Awang’s article is – in fact – not the first to cite the work of the two researchers as evidence when slamming Chinese businesses and community for discrimination against Malays.

Within the Malay blogging community, the findings of Lee and Muhammed are held up as proof of the economic oppression of Malays by Chinese and as justification for discriminatory policies by the government targeting the non-Malays.

In one sense, Lee is correct in that the research’s shelf life is still not over as its findings are reinforcing the views of Malay chauvinistic groups seeking to shackle non-Malays with more hard-line discriminatory policies.

Why did Lee respond to my post?

I was initially puzzled as to why Lee decided to write in a second time to defend his very preliminary research piece.
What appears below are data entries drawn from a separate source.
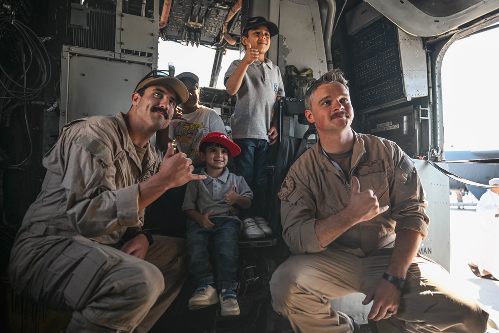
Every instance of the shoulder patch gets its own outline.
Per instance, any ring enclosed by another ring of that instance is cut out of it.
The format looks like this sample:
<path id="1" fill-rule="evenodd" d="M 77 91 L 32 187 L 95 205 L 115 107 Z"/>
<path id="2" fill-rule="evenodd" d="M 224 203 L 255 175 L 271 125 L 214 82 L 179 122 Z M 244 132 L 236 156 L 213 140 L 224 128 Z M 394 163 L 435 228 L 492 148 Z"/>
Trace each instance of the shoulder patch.
<path id="1" fill-rule="evenodd" d="M 111 165 L 111 150 L 95 137 L 83 134 L 76 140 L 75 143 L 86 149 L 92 155 L 104 162 L 106 165 Z"/>
<path id="2" fill-rule="evenodd" d="M 277 196 L 281 200 L 285 200 L 287 196 L 294 189 L 294 180 L 289 176 L 286 176 L 281 185 L 280 191 L 277 193 Z"/>
<path id="3" fill-rule="evenodd" d="M 414 161 L 407 154 L 405 154 L 399 167 L 408 175 L 410 175 L 414 171 Z"/>

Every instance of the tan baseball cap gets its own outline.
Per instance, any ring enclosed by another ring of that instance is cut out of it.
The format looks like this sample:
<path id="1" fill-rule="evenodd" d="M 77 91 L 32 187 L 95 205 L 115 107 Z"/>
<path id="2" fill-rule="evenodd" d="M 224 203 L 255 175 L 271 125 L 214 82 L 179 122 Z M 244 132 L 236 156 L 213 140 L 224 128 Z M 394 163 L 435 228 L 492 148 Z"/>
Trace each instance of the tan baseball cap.
<path id="1" fill-rule="evenodd" d="M 168 75 L 168 73 L 161 70 L 153 70 L 139 81 L 134 92 L 137 92 L 142 88 L 153 84 L 167 85 L 174 90 L 177 94 L 177 104 L 184 103 L 189 98 L 189 91 L 182 81 Z"/>

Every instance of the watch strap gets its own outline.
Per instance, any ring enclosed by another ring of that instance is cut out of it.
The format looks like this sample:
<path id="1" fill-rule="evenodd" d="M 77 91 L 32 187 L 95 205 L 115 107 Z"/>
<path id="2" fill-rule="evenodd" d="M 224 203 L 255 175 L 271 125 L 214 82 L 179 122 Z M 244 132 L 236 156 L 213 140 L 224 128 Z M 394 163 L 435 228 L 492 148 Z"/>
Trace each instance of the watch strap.
<path id="1" fill-rule="evenodd" d="M 401 287 L 401 284 L 402 282 L 405 281 L 406 280 L 405 278 L 397 278 L 386 273 L 383 273 L 381 277 L 388 281 L 388 282 L 395 285 L 397 287 L 397 289 L 399 290 L 401 290 L 403 288 L 403 286 Z"/>

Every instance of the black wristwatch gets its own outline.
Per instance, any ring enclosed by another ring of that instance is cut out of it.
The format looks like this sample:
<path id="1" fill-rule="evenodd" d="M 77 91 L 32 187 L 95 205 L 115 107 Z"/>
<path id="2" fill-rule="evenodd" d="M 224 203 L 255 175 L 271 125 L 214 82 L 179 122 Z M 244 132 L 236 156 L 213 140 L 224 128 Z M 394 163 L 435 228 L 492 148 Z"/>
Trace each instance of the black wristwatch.
<path id="1" fill-rule="evenodd" d="M 407 284 L 407 280 L 406 280 L 405 278 L 396 278 L 393 275 L 386 273 L 383 273 L 383 276 L 381 277 L 389 282 L 393 283 L 399 290 L 402 290 L 405 288 L 406 285 Z"/>
<path id="2" fill-rule="evenodd" d="M 146 236 L 146 238 L 147 239 L 147 241 L 149 242 L 149 245 L 152 245 L 152 244 L 154 242 L 154 241 L 153 240 L 153 237 L 151 236 L 151 234 L 150 234 L 149 232 L 145 231 L 144 230 L 141 230 L 140 231 L 135 234 L 135 236 L 137 236 L 139 234 L 142 234 L 144 236 Z"/>

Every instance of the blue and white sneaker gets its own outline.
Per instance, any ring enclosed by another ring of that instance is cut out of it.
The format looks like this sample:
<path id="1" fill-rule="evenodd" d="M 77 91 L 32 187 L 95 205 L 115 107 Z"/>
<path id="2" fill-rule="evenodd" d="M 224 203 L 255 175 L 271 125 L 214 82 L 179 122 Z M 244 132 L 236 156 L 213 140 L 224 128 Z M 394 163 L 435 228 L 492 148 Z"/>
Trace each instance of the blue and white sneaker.
<path id="1" fill-rule="evenodd" d="M 190 310 L 196 310 L 219 302 L 217 290 L 210 285 L 201 285 L 189 300 Z"/>
<path id="2" fill-rule="evenodd" d="M 230 289 L 222 289 L 219 295 L 222 316 L 237 316 L 240 314 L 239 305 L 236 292 Z"/>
In Lee’s words, he sees the research as “shedding some cool light on a heated subject often inflamed by biased anecdotes, limited experience and small samples.”  In his appraisal of the value of his research, he claims that “our conclusions, and questions raised for further research, are based on a careful, conscientious, and methodical field experiment conducted on a large sample.”

Unfortunately, this generous self-evaluation is not shared by the great majority of readers in the English language Internet media where the research has been castigated for its lack of rigour; the limitations of the methodology; the failure to take into account the complexities of hiring decisions in which racial considerations are simply one of many variables; and its premature and misguided conclusions.

Lee and his colleague should have reported their research work and findings – funded by public funds presumably – in a respectable, preferably international economic journal which would have provided feedback from independent peer reviewers.

If they had done so, their work would have been more credible, and the circus like aftermath which I agree is unfortunate could have been avoided.

One final concern

Lee has brushed off the failure to undertake similar research on public sector hiring practices which could have provided an important basis of comparison.

According to Lee’s latest response, this omission was due to “technical reasons”. Well, academics such as Lee may have been born yesterday but this explanation is laughable to the great majority of Malaysians who have experienced racial discrimination by the government in practically every sphere of public sector activity.